While Dover sat and moodily drank his beer MacGregor hunted happily through the contents of the suitcase. The investigation had been handled thoroughly if with, in MacGregor’s opinion, little imagination. There had been no less than 1,752 house-to-house inquiries which had produced no relevant information of any kind. MacGregor tut-tutted in a thrifty Scottish way over such lavish expenditure of public money.
‘There’s one thing, sir,’ he remarked to Dover in an effort to revive the Chief Inspector’s rapidly flagging interest, ‘Hamilton wasn’t mutilated in order to hinder identification.’
‘I never thought he was,’ said Dover scathingly. ‘ He’d have hardly been dumped in his own front garden with all his belongings piled up beside him if that was what they were after, would he?’
‘Er, no, sir. I suppose not. They must have done it for revenge, I should think. Look, sir, his face hasn’t been touched at all.’ MacGregor passed a large shiny photograph over.
‘Ugh!’ said Dover, passing it rapidly back again. ‘Do you mind? I’ve only just had my dinner.’
‘It is rather nasty, sir, isn’t it?’
‘Nasty? From the waist down he looks like a pile of butcher’s mince!’
‘All done after death, according to the path. report, sir,’ said MacGregor examining dozens of other photographs with, in Dover’s opinion, an unhealthy relish.
‘What with? A bacon slicer?’
‘A small sharp instrument, sir. Maybe a scalpel!’
‘Oh God, don’t tell me we’re looking for a mad doctor now! Didn’t they find any bloody clues?’
‘Apparently not, sir. There was the report by the lady who saw the green van with the two men in it and that’s about all.’
Dover sighed. ‘ Was he married?’
‘Hamilton? Oh, yes, sir.’
‘Right. We’ll go and see the wife.’
‘The wife, sir? I don’t think she’ll be much help. Her evidence doesn’t add up to anything. You see, sir, she …’
‘First rule of detection, laddie,’ said Dover ponderously as he rose to his feet. ‘When a husband’s murdered, it’s the wife who’s done it.’
‘Oh, not invariably, sir,’ said MacGregor with a nervous laugh. He was distressed to find that the celebrated Dover method of investigation was once again raising its head.

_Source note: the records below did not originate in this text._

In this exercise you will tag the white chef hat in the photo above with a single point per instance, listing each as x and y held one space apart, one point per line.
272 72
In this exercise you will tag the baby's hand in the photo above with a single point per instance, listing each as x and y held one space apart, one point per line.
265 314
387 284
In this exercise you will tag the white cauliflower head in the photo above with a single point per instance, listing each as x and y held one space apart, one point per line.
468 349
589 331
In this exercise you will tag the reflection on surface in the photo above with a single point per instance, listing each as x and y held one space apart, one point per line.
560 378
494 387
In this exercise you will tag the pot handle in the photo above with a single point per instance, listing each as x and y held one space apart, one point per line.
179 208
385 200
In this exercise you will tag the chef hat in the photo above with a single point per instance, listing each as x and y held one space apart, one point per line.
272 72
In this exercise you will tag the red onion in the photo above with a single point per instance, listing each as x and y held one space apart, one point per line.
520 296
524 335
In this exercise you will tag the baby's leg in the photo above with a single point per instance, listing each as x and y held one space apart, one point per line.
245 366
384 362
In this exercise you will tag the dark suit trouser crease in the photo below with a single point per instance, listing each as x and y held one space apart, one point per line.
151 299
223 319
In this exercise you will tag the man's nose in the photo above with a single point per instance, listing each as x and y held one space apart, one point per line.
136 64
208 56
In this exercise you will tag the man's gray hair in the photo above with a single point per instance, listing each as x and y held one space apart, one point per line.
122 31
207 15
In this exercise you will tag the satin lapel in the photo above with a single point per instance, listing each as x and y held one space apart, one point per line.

As a system its sole merit was its simplicity.
‘Nine times out of ten, near as dammit,’ said Dover.
‘Ah, but the tenth time, sir!’
‘If you get through your career in C.I.D. solving nine murder cases out of ten, laddie, you’ll be Commissioner before you’re thirty,’ said Dover hitching up his trousers and yawning.
‘Well, yes, I know, sir, but you just can’t go around arresting the wife whenever a husband’s killed.’ MacGregor was uncomfortably aware that this was more or less precisely what Dover did do. ‘What about the exceptions, sir?’
‘You can’t win ’em all,’ said Dover philosophically. ‘We’ll go and see Mrs Hamilton in the morning. Meantime, you can go through that lot with a fine tooth comb. Who knows, you might spot something the local boys have missed.’
At ten o’clock the following morning it was still raining, though not so heavy. Dover and MacGregor made their way down Minton Parade.
‘This is the house, sir.’
‘And about time, too. When are they going to let us have a car?’
‘Tomorrow, sir. Or the day after.’
‘Or next Preston Guild! If I’ve got all this walking to do you’ll have to get a taxi.’